Your First Step: Have a written agreement drafted or reviewed by one of our healthcare attorneys to ensure full compliance.  

#5: Discounts by manufacturers on drugs furnished to beneficiaries under the Medicare Coverage Gap Discount Program.

This safe harbor implements a statutory exception to the AKS, allowing pharmaceutical manufacturers to provide discounted drugs for patients who are in the Part D coverage gap (or so-called “donut hole”) via the Medicare Coverage Gap Discount Program. This protection extends to an “applicable drug” in Part D and for an “applicable beneficiary,” so long as the drug manufacturer complies with the regulations in the Medicare Coverage Gap Discount Program.

Your First Step: Consult one of our healthcare attorneys to ensure compliance with the Medicare Coverage Gap Discount Program and develop a plan for implementing this safe harbor.

Exceptions to “remuneration” under the Civil Monetary Penalty Law

The Civil Monetary Penalty Law (“CMP”) is another law related to healthcare patients. It authorizes the government to impose money penalties against an entity for certain acts, including (1) offering or giving remuneration to any beneficiary of a federal health care program likely to influence the receipt by that patient of reimbursable items or services (sometimes referred to as “beneficiary inducement”) and (2) knowingly or willfully soliciting or receiving remuneration for a referral of a federal health care program beneficiary. In addition to the new AKS safe harbors, the Final Rule outlined exceptions to the definition of “remuneration” for purposes of the CMP Law.

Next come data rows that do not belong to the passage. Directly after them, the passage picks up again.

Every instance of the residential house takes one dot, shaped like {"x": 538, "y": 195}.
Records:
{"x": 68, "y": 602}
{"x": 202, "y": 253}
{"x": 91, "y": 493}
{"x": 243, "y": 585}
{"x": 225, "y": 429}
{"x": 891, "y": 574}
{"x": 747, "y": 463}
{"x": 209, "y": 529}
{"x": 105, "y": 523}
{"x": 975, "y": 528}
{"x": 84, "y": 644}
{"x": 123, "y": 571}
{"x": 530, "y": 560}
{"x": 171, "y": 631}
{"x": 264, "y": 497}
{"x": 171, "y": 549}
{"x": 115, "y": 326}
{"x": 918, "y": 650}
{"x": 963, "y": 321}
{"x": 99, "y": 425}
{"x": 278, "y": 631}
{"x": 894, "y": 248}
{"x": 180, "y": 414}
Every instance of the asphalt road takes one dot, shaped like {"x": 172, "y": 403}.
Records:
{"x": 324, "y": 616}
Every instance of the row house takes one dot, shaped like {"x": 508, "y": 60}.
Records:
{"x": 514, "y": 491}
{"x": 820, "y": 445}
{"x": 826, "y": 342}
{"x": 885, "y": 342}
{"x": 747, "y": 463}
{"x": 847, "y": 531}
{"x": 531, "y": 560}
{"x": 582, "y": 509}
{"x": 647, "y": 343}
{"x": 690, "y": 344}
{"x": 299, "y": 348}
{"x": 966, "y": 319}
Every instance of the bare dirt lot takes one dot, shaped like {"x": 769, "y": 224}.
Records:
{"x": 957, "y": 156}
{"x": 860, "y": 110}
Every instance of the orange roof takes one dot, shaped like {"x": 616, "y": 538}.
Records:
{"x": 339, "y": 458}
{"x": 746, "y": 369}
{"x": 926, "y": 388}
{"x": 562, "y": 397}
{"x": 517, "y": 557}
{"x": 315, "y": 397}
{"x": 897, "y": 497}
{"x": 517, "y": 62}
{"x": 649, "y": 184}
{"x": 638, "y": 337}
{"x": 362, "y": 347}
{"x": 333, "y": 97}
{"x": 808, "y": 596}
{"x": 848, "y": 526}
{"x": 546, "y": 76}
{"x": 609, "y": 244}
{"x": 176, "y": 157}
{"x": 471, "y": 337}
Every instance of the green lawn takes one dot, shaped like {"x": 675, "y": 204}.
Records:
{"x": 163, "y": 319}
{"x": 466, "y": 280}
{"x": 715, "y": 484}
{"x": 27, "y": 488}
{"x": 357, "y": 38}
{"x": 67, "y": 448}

These exceptions include:

  • Copayment reductions for certain hospital outpatient department services;

  • Certain remuneration that poses a low risk of harm and promotes access to care;

  • Coupons, rebates, or other retailer reward programs that meet specified requirements;

  • Certain remuneration to financially needy individuals; and

  • Copayment waivers for the first fill of generic drugs.

These CMP safe harbors apply to things like providing free or reduced cost services and products to beneficiaries in certain circumstances. For example, if you're a medical provider that wants to provide a free app or remote home monitoring device to your patients to help improve care, these new safe harbors have removed the legal barriers that previousl prevented you from being able to do so. 

What do the new fraud and abuse safe harbors mean for you?

The OIG states that the Final Rule is intended to “enhance flexibility for providers and others to engage in health care business arrangements to improve efficiency and access to quality care while protecting programs and patients from fraud and abuse.” These safe harbors are an encouraging sign that the federal government is starting to understand that remving barriers to innovation can have positive effects on healthcare innnovation. That excites us! The new safe harbors can provide a real opportunity to move your healthcare business forward as the industry continues the drive towards value-based care and reimbursement.  And we're here to help you along the way!